Which sections or forums do you want the feed to cover?


----------



## hide (Apr 24, 2011)

Alex said:


> Yes, it is possible.
> 
> For example, to cover the SevenString Guitars, Pickups, and Guitars for Sale forums only, the URL would be:
> 
> ...




Great!

I'd love to keep an eye on General Music and SevenString Guitars subforums only at the moment, eventually adding some more later so that I can "balance" the load of new threads to pass through every morning 
Their IDs are 7 and 23, right?

Thanks a lot, and keep up the good work!


----------



## Randy (Apr 24, 2011)

Yeah... how do we determine the forum id?


----------



## theo (Apr 24, 2011)

I've seen the term rss about a fair bit but I've no idea what it is.. can someone explain it for me please?


----------



## Randy (Apr 24, 2011)

Any site or device that gets updates regularly (ie. news websites, weather, etc.) are setup so that information is fed to it plain-text and then the website/devices is programmed to take the information it's fed and make it fit the site/device's predetermined template; as to make it look attractive. (ie. you type in this white box with black text but when you submit it, the site digests it and spits it out all formatted and with your avatar/signature attached, etc). 

These days, pretty much all information that's added/updated regularly uses this same method.

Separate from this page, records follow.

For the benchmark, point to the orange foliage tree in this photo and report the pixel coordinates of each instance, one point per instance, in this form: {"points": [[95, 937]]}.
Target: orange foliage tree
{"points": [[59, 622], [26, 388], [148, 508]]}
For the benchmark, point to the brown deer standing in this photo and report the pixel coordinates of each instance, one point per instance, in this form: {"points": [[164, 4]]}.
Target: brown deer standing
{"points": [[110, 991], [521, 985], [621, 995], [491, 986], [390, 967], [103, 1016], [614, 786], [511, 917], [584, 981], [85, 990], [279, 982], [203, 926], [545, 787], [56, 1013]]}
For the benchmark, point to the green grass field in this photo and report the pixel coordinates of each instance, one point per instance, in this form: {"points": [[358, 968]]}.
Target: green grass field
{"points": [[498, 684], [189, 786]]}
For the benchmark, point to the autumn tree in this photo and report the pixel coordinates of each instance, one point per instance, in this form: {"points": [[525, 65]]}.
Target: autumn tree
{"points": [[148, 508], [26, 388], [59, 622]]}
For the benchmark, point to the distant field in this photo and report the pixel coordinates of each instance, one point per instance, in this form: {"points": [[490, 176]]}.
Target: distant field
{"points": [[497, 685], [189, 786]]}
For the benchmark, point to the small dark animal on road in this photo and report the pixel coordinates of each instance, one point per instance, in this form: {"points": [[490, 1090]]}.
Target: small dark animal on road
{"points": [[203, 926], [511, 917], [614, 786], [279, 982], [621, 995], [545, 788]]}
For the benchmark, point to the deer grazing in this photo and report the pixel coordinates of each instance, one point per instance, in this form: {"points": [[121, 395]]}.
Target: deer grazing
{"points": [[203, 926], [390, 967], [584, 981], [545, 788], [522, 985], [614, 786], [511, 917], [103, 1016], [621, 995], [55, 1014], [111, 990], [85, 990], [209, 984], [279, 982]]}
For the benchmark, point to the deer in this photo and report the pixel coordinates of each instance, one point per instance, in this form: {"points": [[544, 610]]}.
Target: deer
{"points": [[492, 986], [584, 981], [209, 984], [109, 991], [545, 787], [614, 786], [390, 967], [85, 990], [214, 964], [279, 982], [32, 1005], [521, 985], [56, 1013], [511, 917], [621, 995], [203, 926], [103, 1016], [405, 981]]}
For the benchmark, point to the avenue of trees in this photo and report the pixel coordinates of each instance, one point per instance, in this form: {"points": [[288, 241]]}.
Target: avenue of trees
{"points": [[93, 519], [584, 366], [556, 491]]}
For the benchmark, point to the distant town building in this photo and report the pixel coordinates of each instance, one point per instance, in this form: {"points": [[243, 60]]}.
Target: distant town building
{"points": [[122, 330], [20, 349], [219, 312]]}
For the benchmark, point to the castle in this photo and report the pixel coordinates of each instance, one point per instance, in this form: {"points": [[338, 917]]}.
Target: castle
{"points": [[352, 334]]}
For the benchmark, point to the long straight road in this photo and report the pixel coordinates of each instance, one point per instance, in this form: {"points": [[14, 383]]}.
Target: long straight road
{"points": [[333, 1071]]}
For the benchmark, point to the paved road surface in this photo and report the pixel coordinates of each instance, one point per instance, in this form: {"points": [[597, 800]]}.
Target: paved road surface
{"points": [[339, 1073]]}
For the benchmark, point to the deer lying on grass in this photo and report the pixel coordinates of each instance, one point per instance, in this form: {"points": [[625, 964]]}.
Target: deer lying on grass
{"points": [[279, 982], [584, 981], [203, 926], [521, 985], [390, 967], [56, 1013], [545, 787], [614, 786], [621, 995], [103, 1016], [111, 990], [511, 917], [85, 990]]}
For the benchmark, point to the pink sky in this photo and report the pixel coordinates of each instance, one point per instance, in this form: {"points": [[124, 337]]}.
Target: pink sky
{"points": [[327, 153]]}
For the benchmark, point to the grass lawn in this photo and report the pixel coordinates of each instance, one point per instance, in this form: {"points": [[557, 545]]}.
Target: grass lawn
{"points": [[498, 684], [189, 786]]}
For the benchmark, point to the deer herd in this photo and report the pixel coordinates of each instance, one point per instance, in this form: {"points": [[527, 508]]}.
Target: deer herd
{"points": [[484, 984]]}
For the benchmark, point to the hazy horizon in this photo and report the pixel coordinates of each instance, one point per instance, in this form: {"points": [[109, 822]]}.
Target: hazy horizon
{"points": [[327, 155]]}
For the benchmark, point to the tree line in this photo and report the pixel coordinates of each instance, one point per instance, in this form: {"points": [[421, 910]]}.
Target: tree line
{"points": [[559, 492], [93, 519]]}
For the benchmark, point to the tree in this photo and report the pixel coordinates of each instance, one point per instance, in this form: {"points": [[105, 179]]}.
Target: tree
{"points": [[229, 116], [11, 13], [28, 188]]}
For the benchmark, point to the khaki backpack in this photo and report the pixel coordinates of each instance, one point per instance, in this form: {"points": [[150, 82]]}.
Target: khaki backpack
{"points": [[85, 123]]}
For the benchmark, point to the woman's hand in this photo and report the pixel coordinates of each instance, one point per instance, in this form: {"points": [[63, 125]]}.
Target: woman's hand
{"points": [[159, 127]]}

As such, RSS (which stands for Real Simple Syndication) was invented. You have an RSS feed (the information being fed) and the RSS reader (program that does the digesting). In a really common application, there'll be a news website (say, blabbermouth) which gets news deposited constantly. Now, say you want to keep up to date on the latest news but it's a pain in the ass to browse to the blabbermouth page every few minutes, refresh and wait for all the graphics to load. Instead, you can get an RSS reader (on your computer or mobile device) and get the RSS feed address from blabbermouth, and your reader will just display the text updates as they come in or you can set it to search for updates at a set interval. Makes things easier.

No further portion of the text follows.